Plus d’argent ne signifie pas nécessairement plus de santé. La Suisse consacre 11% de son PNB à la santé. Les Etats-Unis consentent 16% de leur PNB aux dépenses de santé, mais ils n’atteignent qu’une espérance de vie limitée à 78 ans, inférieure de quatre ans à celle des Suisses. En sens inverse, cela ne signifie pas pour autant que le rationnement des soins, volontaire ou forcé, soit inoffensif : faute des soins les plus élémentaires, l’espérance de vie se situe en dessous de 40 ans pour cinq pays africains.

De la croyance ingénue de la diminution de l’offre érigée en dogme résulte un impératif de sa réduction , qui remplace l’incapacité de contrôler la demande : moins il y aurait de médecins et de cabinets privés, moins cela coûterait. Moins la Suisse forme de personnel infirmiers, moins cela coûte. Parce que ce sont les pays voisins qui paient. Parce que les infirmiers sont payés en dessous de la rémunération qui assurerait leur stabilité professionnelle.
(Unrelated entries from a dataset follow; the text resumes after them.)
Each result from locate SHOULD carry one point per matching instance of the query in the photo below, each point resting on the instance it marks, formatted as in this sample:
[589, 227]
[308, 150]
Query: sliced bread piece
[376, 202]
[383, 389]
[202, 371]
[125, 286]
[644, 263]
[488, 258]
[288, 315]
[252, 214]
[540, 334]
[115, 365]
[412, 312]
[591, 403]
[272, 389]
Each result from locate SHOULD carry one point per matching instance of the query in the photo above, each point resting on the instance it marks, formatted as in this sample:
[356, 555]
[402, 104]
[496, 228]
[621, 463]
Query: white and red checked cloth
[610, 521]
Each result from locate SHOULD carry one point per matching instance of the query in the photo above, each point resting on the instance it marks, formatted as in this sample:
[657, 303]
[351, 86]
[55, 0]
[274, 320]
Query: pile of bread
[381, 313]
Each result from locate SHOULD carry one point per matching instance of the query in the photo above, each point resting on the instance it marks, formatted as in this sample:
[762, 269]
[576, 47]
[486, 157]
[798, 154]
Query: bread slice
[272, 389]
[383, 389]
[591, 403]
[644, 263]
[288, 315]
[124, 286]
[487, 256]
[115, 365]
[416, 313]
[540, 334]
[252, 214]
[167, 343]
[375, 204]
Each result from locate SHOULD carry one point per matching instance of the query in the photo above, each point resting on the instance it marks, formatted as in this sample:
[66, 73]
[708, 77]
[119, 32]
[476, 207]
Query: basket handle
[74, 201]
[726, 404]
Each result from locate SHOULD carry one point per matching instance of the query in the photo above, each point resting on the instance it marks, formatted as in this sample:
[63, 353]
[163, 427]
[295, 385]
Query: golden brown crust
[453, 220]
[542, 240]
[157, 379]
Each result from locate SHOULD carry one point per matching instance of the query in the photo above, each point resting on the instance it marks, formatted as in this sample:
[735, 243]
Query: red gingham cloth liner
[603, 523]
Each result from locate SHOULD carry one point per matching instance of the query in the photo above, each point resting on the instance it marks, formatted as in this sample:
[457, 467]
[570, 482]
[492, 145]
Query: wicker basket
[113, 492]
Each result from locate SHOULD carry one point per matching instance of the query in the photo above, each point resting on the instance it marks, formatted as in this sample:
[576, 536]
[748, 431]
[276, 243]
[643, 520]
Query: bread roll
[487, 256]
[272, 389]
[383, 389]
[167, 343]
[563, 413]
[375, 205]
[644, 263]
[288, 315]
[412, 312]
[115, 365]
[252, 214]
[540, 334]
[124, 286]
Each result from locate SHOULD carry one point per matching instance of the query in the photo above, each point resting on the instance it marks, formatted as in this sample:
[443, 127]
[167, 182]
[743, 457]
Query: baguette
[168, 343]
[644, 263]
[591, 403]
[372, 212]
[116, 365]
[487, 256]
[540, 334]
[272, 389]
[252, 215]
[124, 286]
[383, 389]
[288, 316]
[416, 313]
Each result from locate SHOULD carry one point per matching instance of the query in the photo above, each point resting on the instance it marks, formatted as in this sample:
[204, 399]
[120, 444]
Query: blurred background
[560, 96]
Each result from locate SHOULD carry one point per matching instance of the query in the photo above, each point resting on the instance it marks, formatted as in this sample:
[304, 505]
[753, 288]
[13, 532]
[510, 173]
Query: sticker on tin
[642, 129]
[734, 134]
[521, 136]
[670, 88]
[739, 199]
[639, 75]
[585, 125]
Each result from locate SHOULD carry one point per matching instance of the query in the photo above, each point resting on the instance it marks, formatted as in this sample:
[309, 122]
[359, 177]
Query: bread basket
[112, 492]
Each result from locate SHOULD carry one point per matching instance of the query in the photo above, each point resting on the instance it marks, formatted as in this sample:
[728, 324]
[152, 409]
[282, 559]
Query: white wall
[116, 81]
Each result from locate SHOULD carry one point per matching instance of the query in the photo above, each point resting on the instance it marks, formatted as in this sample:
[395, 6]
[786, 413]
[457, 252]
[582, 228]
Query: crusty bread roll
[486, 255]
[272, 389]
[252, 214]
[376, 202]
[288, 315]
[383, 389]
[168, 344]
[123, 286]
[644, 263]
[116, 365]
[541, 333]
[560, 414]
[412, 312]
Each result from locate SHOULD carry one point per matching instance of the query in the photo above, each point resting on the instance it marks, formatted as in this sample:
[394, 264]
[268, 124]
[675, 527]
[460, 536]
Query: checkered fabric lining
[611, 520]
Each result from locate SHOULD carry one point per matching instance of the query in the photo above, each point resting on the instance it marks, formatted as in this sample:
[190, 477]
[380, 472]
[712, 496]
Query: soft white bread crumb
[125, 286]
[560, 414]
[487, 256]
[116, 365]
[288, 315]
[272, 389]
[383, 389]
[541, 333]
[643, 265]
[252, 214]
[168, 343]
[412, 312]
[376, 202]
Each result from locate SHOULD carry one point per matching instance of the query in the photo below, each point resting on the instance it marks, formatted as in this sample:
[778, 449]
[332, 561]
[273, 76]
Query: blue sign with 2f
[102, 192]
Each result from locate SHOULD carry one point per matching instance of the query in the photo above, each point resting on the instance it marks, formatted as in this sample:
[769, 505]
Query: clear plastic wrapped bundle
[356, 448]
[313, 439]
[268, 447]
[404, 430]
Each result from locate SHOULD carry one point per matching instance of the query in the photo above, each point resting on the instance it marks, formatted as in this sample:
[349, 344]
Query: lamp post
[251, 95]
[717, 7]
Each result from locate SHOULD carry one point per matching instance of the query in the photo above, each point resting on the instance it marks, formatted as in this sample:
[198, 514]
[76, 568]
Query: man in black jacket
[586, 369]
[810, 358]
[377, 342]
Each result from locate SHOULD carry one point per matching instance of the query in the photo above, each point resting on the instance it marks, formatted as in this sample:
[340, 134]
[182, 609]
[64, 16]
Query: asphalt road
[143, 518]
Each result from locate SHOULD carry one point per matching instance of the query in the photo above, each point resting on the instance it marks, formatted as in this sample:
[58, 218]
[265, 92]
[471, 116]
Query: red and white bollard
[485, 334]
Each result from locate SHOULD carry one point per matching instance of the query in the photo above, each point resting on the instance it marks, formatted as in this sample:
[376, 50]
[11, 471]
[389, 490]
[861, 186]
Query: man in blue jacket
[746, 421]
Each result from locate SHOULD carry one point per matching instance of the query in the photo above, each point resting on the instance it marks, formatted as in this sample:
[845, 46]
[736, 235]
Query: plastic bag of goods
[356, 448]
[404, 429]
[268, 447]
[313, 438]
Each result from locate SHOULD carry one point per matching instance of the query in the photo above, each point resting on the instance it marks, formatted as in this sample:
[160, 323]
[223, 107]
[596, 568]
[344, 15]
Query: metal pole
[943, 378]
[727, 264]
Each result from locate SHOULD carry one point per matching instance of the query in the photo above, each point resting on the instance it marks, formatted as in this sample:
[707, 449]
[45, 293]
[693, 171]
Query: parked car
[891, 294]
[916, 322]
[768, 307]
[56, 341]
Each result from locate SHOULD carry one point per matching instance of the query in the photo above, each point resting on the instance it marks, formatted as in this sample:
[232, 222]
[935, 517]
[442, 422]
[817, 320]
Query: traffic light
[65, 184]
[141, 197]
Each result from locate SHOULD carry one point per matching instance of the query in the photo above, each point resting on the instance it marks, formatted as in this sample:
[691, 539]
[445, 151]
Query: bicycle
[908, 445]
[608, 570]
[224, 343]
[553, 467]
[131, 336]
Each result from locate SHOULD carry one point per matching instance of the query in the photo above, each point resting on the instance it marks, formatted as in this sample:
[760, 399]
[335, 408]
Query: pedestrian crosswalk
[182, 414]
Pour compliquer la gestion du problème si mal emmanché, un autre dogme est la répartition entre Confédération et Cantons : dans le contreprojet seuls ces derniers sont maîtres de la politique salariale.

En résumé, la Suisse n’investit pas assez dans la formation médicale et infirmière en se reposant sur  le détournement de candidats étrangers. Elle aspire des travailleurs qualifiés dans une proportion considérable, démesurée, scandaleuse grâce au différentiel de salaires, plus attractifs en Suisse. Bien entendu, il est nécessaire que la main d’œuvre circule de pays en pays pour diffuser les bonnes pratiques, mais pas au bénéfice exclusif du pays le plus riche qui vit ainsi aux dépens des autres. Cette politique n’est pas non plus sans danger : si une épidémie gravissime se déclenchait, rien n’empêcherait nos pays voisins de mobiliser leurs ressortissants et de nous mettre dans une situation dramatique.

Dans sa conception initiale, le système actuel est bourré de contradictions, parce qu’il mélange deux objectifs distincts et incompatibles : une indispensable mutualisation des seuls gros risques, pour les patients capables de payer eux-mêmes les soins ordinaires, pourvu que leur assurance soit d’un montant réduit aux seuls risques couverts ; la gratuité ou la réduction des frais pour les patients incapables de supporter le coût de traitements ordinaires, qui doivent être pris en charge par les finances publiques, c’est-à-dire les impôts de tous. En rendant « gratuit » pour tous le recours à la médecine, une fois que les cotisations sont payées, on incite tout le monde à en abuser, les patients et les médecins, les uns pour récupérer leur mise, les autres pour accroître leurs revenus en s’attachant une patientèle.

Il faudrait restituer au patient normal la responsabilité de décider des soins qu’il requiert et des coûts qu’il assume.  Seule une assurance, dont les franchises obligatoires seraient proportionnelles au revenu d’une famille, permettra de sortir du cercle vicieux. Pour des soins dont les coûts sont supportables, il faut que le patient consente à les débourser directement. Un droit inaliénable n’implique pas un service gratuit. Encore moins si celui-ci repose sur l’exploitation de la main d’œuvre du secteur.